Language model inference code by Kenneth Heafield <kenlm at kheafield.com>

THE GIT REPOSITORY https://github.com/kpu/kenlm IS WHERE ACTIVE DEVELOPMENT HAPPENS.  IT MAY RETURN SILENTLY WRONG ANSWERS OR BE SILENTLY BINARY-INCOMPATIBLE WITH STABLE RELEASES.  

The website http://kheafield.com/code/kenlm/ has more documentation.  If you're a decoder developer, please download the latest version from there instead of copying from another decoder.  

Two data structures are supported: probing and trie.  Probing is a probing hash table with keys that ere 64-bit hashes of n-grams and floats as values.  Trie is a fairly standard trie but with bit-level packing so it uses the minimum number of bits to store word indices and pointers.  The trie node entries are sorted by word index.  Probing is the fastest and uses the most memory.  Trie uses the least memory and a bit slower.  

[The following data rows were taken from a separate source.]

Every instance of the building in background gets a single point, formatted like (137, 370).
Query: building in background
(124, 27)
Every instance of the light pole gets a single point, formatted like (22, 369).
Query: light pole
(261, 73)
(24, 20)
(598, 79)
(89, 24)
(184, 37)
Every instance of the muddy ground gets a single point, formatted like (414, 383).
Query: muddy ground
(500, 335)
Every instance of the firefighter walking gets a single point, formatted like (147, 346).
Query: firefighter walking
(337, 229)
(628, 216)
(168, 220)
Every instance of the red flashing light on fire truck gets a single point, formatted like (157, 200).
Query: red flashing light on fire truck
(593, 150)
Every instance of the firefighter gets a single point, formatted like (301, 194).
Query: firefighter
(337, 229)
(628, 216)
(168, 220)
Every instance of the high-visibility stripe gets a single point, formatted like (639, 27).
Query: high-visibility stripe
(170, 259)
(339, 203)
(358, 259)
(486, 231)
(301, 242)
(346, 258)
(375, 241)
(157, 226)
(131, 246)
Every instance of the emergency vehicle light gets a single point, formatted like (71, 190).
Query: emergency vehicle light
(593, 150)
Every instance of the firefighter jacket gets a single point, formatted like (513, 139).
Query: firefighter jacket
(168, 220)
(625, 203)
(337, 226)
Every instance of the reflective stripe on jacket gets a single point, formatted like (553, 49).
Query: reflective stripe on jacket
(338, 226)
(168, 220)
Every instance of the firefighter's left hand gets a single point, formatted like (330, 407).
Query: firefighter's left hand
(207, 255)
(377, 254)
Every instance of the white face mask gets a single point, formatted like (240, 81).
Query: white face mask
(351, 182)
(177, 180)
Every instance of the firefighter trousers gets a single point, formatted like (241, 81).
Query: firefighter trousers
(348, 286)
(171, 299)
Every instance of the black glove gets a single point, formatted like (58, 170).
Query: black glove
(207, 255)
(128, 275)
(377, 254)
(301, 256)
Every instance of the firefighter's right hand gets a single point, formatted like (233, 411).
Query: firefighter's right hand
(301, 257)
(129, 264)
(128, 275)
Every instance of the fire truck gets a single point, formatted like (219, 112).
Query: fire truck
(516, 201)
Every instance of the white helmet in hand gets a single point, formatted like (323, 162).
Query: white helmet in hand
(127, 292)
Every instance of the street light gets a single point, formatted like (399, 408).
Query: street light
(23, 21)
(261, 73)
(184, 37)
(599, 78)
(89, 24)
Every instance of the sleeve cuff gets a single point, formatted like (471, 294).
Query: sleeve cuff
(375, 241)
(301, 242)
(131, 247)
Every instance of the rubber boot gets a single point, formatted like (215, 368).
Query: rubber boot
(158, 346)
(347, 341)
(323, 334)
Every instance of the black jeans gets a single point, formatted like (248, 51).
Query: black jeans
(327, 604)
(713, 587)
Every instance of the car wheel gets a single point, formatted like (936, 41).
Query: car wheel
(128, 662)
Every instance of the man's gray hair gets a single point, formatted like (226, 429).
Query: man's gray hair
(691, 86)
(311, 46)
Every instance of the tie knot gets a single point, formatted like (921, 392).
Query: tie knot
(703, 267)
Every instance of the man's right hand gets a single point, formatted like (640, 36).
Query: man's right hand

With trie, resident memory is 58% of IRST's smallest version and 21% of SRI's compact version.  Simultaneously, trie CPU's use is 81% of IRST's fastest version and 84% of SRI's fast version.  KenLM's probing hash table implementation goes even faster at the expense of using more memory.  See http://kheafield.com/code/kenlm/benchmark/.  

Binary format via mmap is supported.  Run ./build_binary to make one then pass the binary file name to the appropriate Model constructor.   


PLATFORMS
murmur_hash.cc and bit_packing.hh perform unaligned reads and writes that make the code architecture-dependent.  
It has been sucessfully tested on x86_64, x86, and PPC64.  
ARM support is reportedly working, at least on the iphone, but I cannot test this. 

Runs on Linux, OS X, Cygwin, and MinGW.  

Hideo Okuma and Tomoyuki Yoshimura from NICT contributed ports to ARM and MinGW.  Hieu Hoang is working on a native Windows port.  


DECODER DEVELOPERS
- I recommend copying the code and distributing it with your decoder.  However, please send improvements upstream as indicated in CONTRIBUTORS.  

- It does not depend on Boost or ICU.  If you use ICU, define HAVE_ICU in util/have.hh (uncomment the line) to avoid a name conflict.  Defining HAVE_BOOST will let you hash StringPiece.  

- Most people have zlib.  If you don't want to depend on that, comment out #define HAVE_ZLIB in util/have.hh.  This will disable loading gzipped ARPA files.  

- There are two build systems: compile.sh and Jamroot+Jamfile.  They're pretty simple and are intended to be reimplemented in your build system.  

- Use either the interface in lm/model.hh or lm/virtual_interface.hh.  Interface documentation is in comments of lm/virtual_interface.hh and lm/model.hh.  

- There are several possible data structures in model.hh.  Use RecognizeBinary in binary_format.hh to determine which one a user has provided.  You probably already implement feature functions as an abstract virtual base class with several children.  I suggest you co-opt this existing virtual dispatch by templatizing the language model feature implementation on the KenLM model identified by RecognizeBinary.  This is the strategy used in Moses and cdec.

- See lm/config.hh for tuning options.  


CONTRIBUTORS
Contributions to KenLM are welcome.  Please base your contributions on https://github.com/kpu/kenlm and send pull requests (or I might give you commit access).  Downstream copies in Moses and cdec are maintained by overwriting them so do not make changes there.  


The name was Hieu Hoang's idea, not mine.